What really sets this print apart from other artists’ and writers’ representations of the same theme is that Rembrandt seems to have attempted to portray the conflict and emotional confusion experienced by Joseph in his rejection of Potiphar’s wife. Most other artists might shy away from depicting the temptation that Joseph attempts to resist, instead choosing to depict him as stoic and unaffected by the advances of Potiphar’s wife. However, Joseph’s deeply human turmoil is portrayed poignantly by Rembrandt.

From a purely visual perspective, although small in size, the print is also highly dynamic in its representation of an ephemeral moment. The print captures the exact moment in which Joseph’s half-naked wife lies on a bed and pulls Joseph towards her. Adding to the dynamism of the print is the disheveled bedding and the women’s haphazardly pulled up nightgown. Rembrandt’s use of chiaroscuro not only adds form and depth to the work, but also symbolically casts the unfaithful wife into the shadow, giving the four-poster bed a foreboding, cavernous atmosphere.

Rembrandt was raised as a member of the Dutch Reformed Church. Despite Rembrandt’s Protestantism, he frequently depicted scenes from the Old Testament, and was known to be sympathetic to Judaism. He lived in the Jewish quarter of Amsterdam and was good friends with a rabbi, Menasseh ben Israel. It was not until the 1650s that Rembrandt’s exploration of Old Testament themes was at its most constructive. This was also the period in which he painted several scenes from Genesis 39, including Joseph Resists Temptation (1655) and Joseph Accused by Potiphar’s Wife (1655), however, no other etchings depicting this theme are known, and certainly none are as graphic as Joseph and Potiphar’s Wife (Hinterding, 1993 – 1994).

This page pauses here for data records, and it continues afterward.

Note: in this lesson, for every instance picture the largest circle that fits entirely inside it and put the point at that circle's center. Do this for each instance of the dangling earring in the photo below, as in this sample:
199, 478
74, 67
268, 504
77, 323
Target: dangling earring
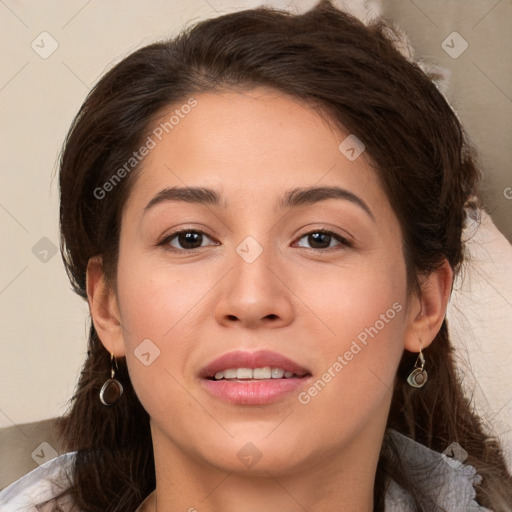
418, 376
112, 390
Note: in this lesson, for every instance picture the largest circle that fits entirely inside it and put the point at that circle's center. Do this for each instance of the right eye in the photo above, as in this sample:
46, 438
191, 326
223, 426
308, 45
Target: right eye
188, 239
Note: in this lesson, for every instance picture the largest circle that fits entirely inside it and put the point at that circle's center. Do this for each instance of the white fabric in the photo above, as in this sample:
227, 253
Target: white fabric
443, 484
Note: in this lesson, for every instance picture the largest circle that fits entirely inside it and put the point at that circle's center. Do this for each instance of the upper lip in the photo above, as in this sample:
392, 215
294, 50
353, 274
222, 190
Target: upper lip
259, 359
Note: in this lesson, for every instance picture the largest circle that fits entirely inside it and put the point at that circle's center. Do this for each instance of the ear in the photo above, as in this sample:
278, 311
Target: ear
428, 309
104, 308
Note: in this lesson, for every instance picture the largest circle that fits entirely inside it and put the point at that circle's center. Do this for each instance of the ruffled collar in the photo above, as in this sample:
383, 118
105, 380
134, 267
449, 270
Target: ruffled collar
441, 480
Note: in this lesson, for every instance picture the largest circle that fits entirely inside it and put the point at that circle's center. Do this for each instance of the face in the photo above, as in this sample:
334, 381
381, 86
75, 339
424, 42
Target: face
319, 283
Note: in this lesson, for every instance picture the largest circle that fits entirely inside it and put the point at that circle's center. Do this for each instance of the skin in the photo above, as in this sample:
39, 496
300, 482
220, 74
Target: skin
305, 302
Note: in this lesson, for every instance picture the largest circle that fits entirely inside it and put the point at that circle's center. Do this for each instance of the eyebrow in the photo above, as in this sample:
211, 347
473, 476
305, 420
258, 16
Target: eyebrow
291, 198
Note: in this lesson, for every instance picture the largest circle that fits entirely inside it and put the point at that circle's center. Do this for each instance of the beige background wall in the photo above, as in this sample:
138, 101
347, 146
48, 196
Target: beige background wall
43, 327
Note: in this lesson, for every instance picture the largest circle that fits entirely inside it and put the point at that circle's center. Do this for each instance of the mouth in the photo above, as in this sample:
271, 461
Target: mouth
253, 378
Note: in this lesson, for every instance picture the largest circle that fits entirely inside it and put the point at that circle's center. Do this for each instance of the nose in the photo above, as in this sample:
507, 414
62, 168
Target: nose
254, 292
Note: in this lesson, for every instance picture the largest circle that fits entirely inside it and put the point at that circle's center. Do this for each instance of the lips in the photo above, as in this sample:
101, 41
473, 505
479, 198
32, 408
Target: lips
247, 391
253, 360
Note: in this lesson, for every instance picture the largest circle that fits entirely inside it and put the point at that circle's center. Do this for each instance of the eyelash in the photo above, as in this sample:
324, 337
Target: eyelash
344, 243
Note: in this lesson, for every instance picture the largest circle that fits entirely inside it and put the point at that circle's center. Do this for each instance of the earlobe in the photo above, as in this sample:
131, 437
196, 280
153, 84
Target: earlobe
429, 309
104, 308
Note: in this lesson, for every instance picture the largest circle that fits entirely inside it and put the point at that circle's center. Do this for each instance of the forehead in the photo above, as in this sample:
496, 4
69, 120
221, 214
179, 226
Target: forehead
252, 144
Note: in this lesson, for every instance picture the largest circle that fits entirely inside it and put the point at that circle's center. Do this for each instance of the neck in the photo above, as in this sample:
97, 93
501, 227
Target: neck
343, 479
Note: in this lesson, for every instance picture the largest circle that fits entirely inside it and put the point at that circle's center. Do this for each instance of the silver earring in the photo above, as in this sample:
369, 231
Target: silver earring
112, 389
418, 377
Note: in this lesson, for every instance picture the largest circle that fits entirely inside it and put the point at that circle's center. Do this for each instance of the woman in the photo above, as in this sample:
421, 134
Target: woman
265, 217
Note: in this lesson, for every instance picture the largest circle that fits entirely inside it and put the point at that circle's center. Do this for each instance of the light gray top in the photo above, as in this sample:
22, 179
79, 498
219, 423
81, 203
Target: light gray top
444, 481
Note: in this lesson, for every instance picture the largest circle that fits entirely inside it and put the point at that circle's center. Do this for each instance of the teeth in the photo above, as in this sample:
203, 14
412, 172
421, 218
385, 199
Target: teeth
258, 373
277, 373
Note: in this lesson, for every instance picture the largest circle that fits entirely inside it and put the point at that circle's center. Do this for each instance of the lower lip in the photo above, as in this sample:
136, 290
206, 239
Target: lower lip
253, 392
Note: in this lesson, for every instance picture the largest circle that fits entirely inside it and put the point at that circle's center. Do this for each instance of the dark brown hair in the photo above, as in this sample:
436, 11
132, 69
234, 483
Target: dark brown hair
353, 74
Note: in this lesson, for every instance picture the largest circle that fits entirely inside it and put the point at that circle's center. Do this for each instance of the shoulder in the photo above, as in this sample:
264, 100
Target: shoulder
440, 479
40, 485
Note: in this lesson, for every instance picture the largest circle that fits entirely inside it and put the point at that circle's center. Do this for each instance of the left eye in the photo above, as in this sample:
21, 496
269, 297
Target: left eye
322, 239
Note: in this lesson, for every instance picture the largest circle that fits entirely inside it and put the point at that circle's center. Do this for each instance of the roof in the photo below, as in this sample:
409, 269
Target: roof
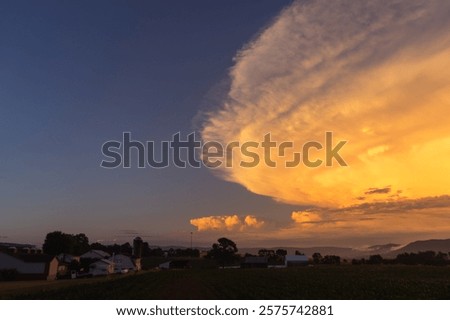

This makes this particular print an early example of Rembrandt’s portrayal of scenes especially pertinent to Jewish history, which was to become an important facet of his oeuvre. When combined with the sexual nature of the print, and its dynamic depictions of fraught emotion, this etching is a key example of Rembrandt’s mastery of the medium, both technically and in terms of his conceptual treatment of subject matter.

Literature

Bartsch 39; Hind 118;

‘The New Hollstein’, 2013, no. 128, first state (of five)

Plate in existence, Rembrandthuis – with Nowell-Usticke(1967): C

 

Provenance

  • Formerly in the collection of the Rijksprentenkabinet, as a double (see stamp R.P.K.L.-Rijks Prenten Kabinet Leiden). In 1886 it was decided to sell the double and use the proceeds towards the purchase of a historical atlas;
  • Douwes Fine Art, Amsterdam, 2018
  • private collection, The Netherlands

 

Literature about the artist:

Hinterding, E., ‘The History of Rembrandt’s Copperplates, with a Catalogue of Those That Survive’, Simiolus, Vol. 22, No. 4 (1993-1994), pp. 253-315.